4. DRAIN cooked peel on paper towels. After they dry, you can store them in an airtight jar for a week.
*SALAD RECIPE: One of our favorite salads: baby beets, shaved fennel, mesclun and a touch of baby arugula (use baby spinach if you don’t like arugula), topped with a circle of goat cheese and optional toasted nuts. For the vinaigrette, you can reduce blood orange juice with white wine vinegar. Or, adapt the classic, dividing the acid into mix half vinegar, half blood orange juice with olive oil or nut oil in the proportion of 3 parts oil to 1 part acid. We especially like hazelnut or walnut oil with this recipe, but olive oil is just fine. If you have a French nut oil, which tend to be very dense in flavor, you can mix it with olive oil.
At the beginning of the 20th century, James Dole set out to have canned pineapple in every grocery store in the country. He sold both fresh and canned pineapple grown in Hawaii, but the canned fruit wasn’t perishable, tasted great, and could be sold everywhere.
The arrival of canned pineapple and recipes to use it engendered the Pineapple Upside-Down Cake. It was once America’s most popular cake. It was also known as a skillet cake because it was baked on the stove top in a cast-iron pan.
The fruit is placed on the bottom of the skillet (or today, the pan); the batter was poured over it. The baked cake is inverted, and the fruit that was once at the bottom forms a decorative topping.
Today, some cooks still prepare the cake in a skillet, as with Recipe #3, below. but is baked in the oven for a more even result.
Nordicware makes a special pan with indentations to hold the pineapple rings in place in the oven, as well as a pan for individual upside-down minis. The pans have curved bottoms [not angular] to provide a pleasant shape to the inverted cake.
The recipe below is for a good old-fashioned skillet cake—with blood orange, pineapple or whatever fruit you like. Use apples and you have a Tarte Tatin, an accidental upside-down tart from 1880s France.

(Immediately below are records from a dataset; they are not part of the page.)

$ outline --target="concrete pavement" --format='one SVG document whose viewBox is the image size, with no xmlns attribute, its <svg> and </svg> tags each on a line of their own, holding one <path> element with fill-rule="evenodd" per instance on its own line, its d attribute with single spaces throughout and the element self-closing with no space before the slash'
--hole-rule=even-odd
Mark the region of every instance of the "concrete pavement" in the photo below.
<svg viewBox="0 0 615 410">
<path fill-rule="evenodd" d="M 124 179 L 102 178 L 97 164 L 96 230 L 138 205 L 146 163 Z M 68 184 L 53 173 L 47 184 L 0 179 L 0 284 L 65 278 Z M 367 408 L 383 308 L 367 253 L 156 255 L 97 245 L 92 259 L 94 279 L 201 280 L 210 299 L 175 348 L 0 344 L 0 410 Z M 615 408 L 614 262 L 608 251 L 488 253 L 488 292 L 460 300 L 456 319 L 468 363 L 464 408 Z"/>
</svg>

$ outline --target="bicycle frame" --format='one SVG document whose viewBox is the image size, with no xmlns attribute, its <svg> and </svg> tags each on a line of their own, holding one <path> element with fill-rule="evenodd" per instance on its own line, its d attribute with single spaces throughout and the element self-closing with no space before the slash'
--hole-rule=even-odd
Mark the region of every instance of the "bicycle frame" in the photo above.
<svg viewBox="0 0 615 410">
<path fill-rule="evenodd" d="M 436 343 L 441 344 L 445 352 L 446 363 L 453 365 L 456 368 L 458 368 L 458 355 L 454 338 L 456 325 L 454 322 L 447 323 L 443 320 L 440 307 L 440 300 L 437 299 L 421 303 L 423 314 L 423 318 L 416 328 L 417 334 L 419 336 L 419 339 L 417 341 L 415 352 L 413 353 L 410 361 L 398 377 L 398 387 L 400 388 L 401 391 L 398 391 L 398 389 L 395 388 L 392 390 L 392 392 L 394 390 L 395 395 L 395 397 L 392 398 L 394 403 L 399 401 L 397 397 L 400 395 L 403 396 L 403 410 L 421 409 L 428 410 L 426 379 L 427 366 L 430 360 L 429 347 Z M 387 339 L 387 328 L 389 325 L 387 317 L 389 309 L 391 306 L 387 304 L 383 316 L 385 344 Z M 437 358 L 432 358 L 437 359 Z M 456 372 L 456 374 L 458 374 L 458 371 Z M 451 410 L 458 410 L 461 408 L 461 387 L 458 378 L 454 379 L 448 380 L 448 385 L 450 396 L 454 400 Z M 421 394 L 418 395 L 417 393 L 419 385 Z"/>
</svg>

No one can pinpoint exactly when upside-down cake appeared, but 1920s America is the best guess. Cookbooks and magazines published then confirm that canned pineapple was readily available and the maraschino cherry had become popular to garnish the center of the pineapple rings.

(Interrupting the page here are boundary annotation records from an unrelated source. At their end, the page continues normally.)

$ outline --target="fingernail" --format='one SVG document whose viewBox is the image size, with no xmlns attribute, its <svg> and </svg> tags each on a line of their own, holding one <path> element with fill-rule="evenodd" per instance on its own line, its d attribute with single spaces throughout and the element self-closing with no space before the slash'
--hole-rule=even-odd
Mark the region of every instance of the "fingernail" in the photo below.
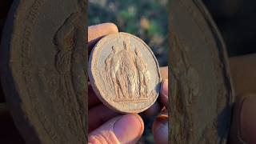
<svg viewBox="0 0 256 144">
<path fill-rule="evenodd" d="M 168 121 L 167 118 L 158 117 L 154 123 L 154 139 L 156 143 L 167 143 L 168 142 Z"/>
<path fill-rule="evenodd" d="M 256 95 L 247 96 L 241 108 L 240 136 L 248 143 L 255 143 L 256 137 Z"/>
<path fill-rule="evenodd" d="M 121 143 L 137 142 L 143 130 L 143 121 L 138 114 L 124 115 L 114 126 L 114 132 Z"/>
</svg>

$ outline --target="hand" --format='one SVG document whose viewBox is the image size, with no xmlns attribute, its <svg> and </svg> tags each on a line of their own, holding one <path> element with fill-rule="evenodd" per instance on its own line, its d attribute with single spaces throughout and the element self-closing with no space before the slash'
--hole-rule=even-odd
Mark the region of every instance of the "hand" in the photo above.
<svg viewBox="0 0 256 144">
<path fill-rule="evenodd" d="M 117 26 L 110 23 L 89 26 L 89 52 L 102 36 L 118 33 Z M 163 78 L 167 78 L 167 67 L 161 68 Z M 161 101 L 167 106 L 167 81 L 162 84 Z M 138 114 L 120 114 L 105 106 L 98 98 L 91 86 L 89 86 L 89 143 L 135 143 L 142 136 L 144 123 Z M 145 113 L 158 112 L 156 102 Z M 129 123 L 129 124 L 128 124 Z M 128 125 L 127 125 L 128 124 Z M 155 120 L 153 132 L 157 143 L 167 143 L 168 123 L 166 111 L 162 112 Z"/>
</svg>

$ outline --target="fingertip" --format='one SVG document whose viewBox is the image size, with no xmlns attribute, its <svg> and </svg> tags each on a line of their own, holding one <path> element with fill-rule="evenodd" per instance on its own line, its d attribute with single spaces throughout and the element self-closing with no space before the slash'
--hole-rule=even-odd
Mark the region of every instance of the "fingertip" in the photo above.
<svg viewBox="0 0 256 144">
<path fill-rule="evenodd" d="M 143 131 L 143 120 L 136 114 L 122 116 L 114 126 L 114 132 L 121 143 L 137 142 Z"/>
<path fill-rule="evenodd" d="M 168 116 L 159 115 L 154 122 L 152 130 L 156 143 L 168 143 Z"/>
</svg>

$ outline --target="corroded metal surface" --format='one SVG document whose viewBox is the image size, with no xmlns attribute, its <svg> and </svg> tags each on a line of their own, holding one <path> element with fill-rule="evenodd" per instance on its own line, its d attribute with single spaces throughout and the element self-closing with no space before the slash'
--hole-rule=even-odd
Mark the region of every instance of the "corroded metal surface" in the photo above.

 The beauteous Blood Orange Upside-Down Cake (photos #5 and #6 © Good Eggs).
RECIPE #3: BLOOD ORANGE UPSIDE DOWN CAKE
Pineapple Upside Down Cake is so retro. Put a modern spin on it with this recipe from Good Eggs.
This cake is best eaten within a few hours of baking. Another note: Good Eggs left the rinds of the orange slices since the result is so pretty. Most people may want to slice them off, so give everyone a fork and knife (a butter knife is fine).
This gorgeous cake from Good Eggs is beautiful on the inside as well as the outside.Rich with the flavors of nutty polenta and blood orange, it’s a dazzler.
Prep time is 10 minutes, active time is 60 minutes.
1. PREHEAT the oven to 350°F. Whisk the flour, polenta, baking powder and a pinch of salt together in small bowl. In a larger bowl…
2. CREAM together 8 tablespoons of butter and the granulated sugar with an electric mixer, to a fluffy, creamy consistency. Turn the mixer to low and beat in the vanilla and the eggs, one at a time.
3. ADD half of the flour mixture to the sugar-butter-egg bowl and combine with the mixer on low. Repeat with the remaining flour mixture and milk. Gently fold in the blood orange juice with a spatula.
4. MELT the remaining 2 tablespoons of butter in a 8-10″ cast iron skillet and mix in the brown sugar. Cook over medium heat for a couple of minutes until the sugar has melted.
5. REMOVE the pan from the heat and arrange the blood orange slices in a circular pattern in the bottom of the skillet. Pour the batter on top of the orange slices and smooth the top of the batter into a uniform layer with a spatula. Bake for about 40-45 minutes until a toothpick comes out dry.
6. REMOVE from the oven and let the cake rest for 10 minutes. To invert, use a sharp knife to loosen the sides of the cake from the skillet and fit a large plate over the top of the skillet. Hold either end of the skillet and plate together (with pot holders!) and flip the cake over onto the plate.